DUBAI (Reuters) - A Bahraini court jailed six people for a year on Wednesday for insulting King Hamad bin Issa al Khalifa in messages on the microblogging site Twitter, the official news agency said.
The six were accused of writing remarks “undermining the values and traditions of Bahrain’s society towards the king on Twitter,” the Bahrain News Agency quoted the head of the public prosecutor’s office, Nayef Youssef, as saying in a statement.
He said freedom of opinion and expression were guaranteed by the Gulf Arab island state’s constitution, law and international conventions, but should not be used in a way that contradicted the norms of society.
The news agency gave no further information about the six. It was not immediately known whether they had any role in pro-democracy ferment that has shaken Bahrain, a strategic U.S. ally facing Iran across the Gulf, since early 2011.

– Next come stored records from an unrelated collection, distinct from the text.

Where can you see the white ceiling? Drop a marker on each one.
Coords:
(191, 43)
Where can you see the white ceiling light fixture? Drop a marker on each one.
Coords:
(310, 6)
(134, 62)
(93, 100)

Home to the U.S. Navy’s Fifth Fleet, Bahrain has faced unrest since February of that year, pitting a Shi’ite Muslim-dominated opposition against the minority Sunni-led government, led by the Al Khalifa family.
An initial uprising was crushed, dozens of people were killed and authorities razed “Pearl Square” where the mostly Shi’ite demonstrators camped out in central Manama.
Now weekly sessions of a reconciliation process between government and opposition known as the “national dialogue” take place outside Manama. But the political atmosphere remains tense, with near nightly skirmishes between youths and police.
Shi’ites complain of discrimination in jobs and government while their loyalty in turn is questioned by members of the Sunni ruling family, bound by historical and marriage ties to neighboring Saudi Arabia.
The government denies opposition allegations of discrimination and of arbitrary arrests and abuses by security forces. It has accused Shi’ite Iran of stoking the unrest, something the Islamic Republic has consistently denied.